Unfortunately, our group did have several struggles. Most strikingly, was that the medical students had no apparent desire to collaborate with us. A lot of this is because we did not have a concrete plan this year they could help us with (I don’t blame them for wanting to volcano board than conduct door-to-door surveys). The silver lining was that we did get to meet the medical students, talk with their professors, and collaborate with an MPH student, Haley McDermott. In the future, we need to reach out to the medical school earlier and with more tenacity. We need to go to THEIR campus before the trip and present our work and what we hope to accomplish. It is at these meetings, we should work to integrate veterinary medicine into their rounds presentations and recruit interested students who may want to do summer research with like-minded veterinary students.

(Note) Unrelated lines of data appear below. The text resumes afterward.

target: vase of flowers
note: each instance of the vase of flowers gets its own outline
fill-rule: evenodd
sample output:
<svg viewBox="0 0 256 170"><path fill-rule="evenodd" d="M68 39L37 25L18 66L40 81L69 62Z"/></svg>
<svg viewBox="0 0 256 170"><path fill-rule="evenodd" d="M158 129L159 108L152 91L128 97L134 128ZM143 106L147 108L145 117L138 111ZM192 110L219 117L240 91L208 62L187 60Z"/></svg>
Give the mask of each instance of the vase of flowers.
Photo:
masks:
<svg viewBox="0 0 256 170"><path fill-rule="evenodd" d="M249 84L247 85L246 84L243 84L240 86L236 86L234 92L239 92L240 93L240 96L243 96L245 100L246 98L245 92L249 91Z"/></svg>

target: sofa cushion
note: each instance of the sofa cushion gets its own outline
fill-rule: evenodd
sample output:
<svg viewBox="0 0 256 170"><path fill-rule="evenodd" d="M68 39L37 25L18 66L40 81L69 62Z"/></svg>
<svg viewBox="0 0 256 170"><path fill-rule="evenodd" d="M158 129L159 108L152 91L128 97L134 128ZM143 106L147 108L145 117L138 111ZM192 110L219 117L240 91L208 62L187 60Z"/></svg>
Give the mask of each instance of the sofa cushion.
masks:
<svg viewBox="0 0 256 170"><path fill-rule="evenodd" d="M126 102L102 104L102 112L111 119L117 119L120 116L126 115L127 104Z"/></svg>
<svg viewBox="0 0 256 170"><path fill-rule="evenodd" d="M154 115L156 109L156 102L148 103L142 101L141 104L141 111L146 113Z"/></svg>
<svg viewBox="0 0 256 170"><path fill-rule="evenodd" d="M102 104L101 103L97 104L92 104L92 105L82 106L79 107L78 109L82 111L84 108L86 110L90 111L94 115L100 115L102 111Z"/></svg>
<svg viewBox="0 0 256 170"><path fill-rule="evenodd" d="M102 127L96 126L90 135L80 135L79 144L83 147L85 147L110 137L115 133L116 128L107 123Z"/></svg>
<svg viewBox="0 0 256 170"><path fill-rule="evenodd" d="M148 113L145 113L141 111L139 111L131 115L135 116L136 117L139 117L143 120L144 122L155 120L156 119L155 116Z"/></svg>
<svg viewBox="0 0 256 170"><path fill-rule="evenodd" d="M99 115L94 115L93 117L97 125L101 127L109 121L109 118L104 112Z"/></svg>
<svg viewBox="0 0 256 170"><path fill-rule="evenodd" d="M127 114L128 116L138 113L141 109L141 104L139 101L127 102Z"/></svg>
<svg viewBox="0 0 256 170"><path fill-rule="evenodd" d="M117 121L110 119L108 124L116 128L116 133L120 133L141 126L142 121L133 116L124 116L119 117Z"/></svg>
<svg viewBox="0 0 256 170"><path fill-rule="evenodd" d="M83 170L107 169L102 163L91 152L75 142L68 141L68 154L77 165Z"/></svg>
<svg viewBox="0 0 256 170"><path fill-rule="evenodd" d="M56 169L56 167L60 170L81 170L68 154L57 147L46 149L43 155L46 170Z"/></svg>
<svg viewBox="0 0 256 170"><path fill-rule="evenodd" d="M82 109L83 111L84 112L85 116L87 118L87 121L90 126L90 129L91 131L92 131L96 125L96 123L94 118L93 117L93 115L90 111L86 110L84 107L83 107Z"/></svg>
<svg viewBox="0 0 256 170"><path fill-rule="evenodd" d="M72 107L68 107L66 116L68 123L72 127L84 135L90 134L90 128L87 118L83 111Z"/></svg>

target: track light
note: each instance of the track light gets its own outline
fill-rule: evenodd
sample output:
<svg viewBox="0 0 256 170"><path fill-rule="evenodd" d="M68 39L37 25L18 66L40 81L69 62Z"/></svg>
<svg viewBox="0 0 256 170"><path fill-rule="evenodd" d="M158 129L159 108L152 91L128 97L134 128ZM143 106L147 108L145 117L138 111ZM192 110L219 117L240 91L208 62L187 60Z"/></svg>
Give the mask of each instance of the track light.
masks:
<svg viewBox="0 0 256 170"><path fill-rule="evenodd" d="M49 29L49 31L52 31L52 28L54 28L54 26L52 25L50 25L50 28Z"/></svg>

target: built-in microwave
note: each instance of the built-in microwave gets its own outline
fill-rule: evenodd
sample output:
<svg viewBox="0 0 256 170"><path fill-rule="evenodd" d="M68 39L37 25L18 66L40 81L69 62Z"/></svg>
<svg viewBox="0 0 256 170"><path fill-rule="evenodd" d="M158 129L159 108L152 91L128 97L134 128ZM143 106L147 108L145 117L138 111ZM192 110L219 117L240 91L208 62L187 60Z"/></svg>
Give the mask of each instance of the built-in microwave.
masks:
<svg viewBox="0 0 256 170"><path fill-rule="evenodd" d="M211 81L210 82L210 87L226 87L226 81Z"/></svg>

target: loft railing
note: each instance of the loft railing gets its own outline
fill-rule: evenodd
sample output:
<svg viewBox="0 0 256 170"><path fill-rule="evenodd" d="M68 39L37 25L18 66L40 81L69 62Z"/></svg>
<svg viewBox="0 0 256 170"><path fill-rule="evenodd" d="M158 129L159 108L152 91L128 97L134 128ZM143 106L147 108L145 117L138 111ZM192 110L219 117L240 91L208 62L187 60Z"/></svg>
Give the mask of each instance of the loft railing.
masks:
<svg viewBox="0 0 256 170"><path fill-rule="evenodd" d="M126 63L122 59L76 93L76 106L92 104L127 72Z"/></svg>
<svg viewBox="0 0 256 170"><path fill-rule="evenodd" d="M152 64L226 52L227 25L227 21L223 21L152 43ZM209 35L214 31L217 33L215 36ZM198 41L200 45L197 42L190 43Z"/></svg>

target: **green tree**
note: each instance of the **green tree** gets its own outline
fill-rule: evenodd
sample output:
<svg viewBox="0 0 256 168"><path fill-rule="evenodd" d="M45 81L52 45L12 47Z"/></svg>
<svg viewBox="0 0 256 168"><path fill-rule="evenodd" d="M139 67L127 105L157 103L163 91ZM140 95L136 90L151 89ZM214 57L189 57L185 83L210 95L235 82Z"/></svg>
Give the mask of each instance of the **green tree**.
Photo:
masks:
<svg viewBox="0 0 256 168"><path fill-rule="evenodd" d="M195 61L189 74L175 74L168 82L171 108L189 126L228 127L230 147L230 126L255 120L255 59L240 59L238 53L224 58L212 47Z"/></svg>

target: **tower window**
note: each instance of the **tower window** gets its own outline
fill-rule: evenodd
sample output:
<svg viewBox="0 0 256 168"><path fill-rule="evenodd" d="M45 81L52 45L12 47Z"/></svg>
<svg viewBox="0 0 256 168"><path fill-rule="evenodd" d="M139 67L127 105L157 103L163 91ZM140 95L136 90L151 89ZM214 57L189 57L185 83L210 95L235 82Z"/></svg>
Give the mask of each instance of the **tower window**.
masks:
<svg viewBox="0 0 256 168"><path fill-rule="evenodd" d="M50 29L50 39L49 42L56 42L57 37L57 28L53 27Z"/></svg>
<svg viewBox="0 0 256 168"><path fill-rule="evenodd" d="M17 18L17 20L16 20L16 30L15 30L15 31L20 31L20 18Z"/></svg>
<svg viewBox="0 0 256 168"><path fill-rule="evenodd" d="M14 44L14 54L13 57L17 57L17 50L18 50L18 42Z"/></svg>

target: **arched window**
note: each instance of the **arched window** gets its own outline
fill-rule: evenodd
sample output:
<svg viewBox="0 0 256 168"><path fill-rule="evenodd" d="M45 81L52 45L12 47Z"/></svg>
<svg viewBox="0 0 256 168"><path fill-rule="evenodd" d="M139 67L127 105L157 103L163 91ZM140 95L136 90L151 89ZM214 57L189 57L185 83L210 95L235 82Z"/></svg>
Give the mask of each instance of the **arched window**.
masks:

Something dear to my heart is the cultural view of the environment and wildlife. In every community, there was major deforestation for agriculture and fuel. We were told by locals that wild animals were either eaten, or in the case of snakes and bats, killed on the spot, regardless of if they are actually dangerous. As a herpetologist, this really hurt, because snakes (and bats) are actually beneficial to people for the most part, eating many of the animals that are vectors for disease. Unfortunately, the fear of snakes is widespread, and while rattlesnakes may not bite people often, they do bite highly valued cows. I know that when I return to the Nicaragua, I hope to make environmental education and actual research a higher priority.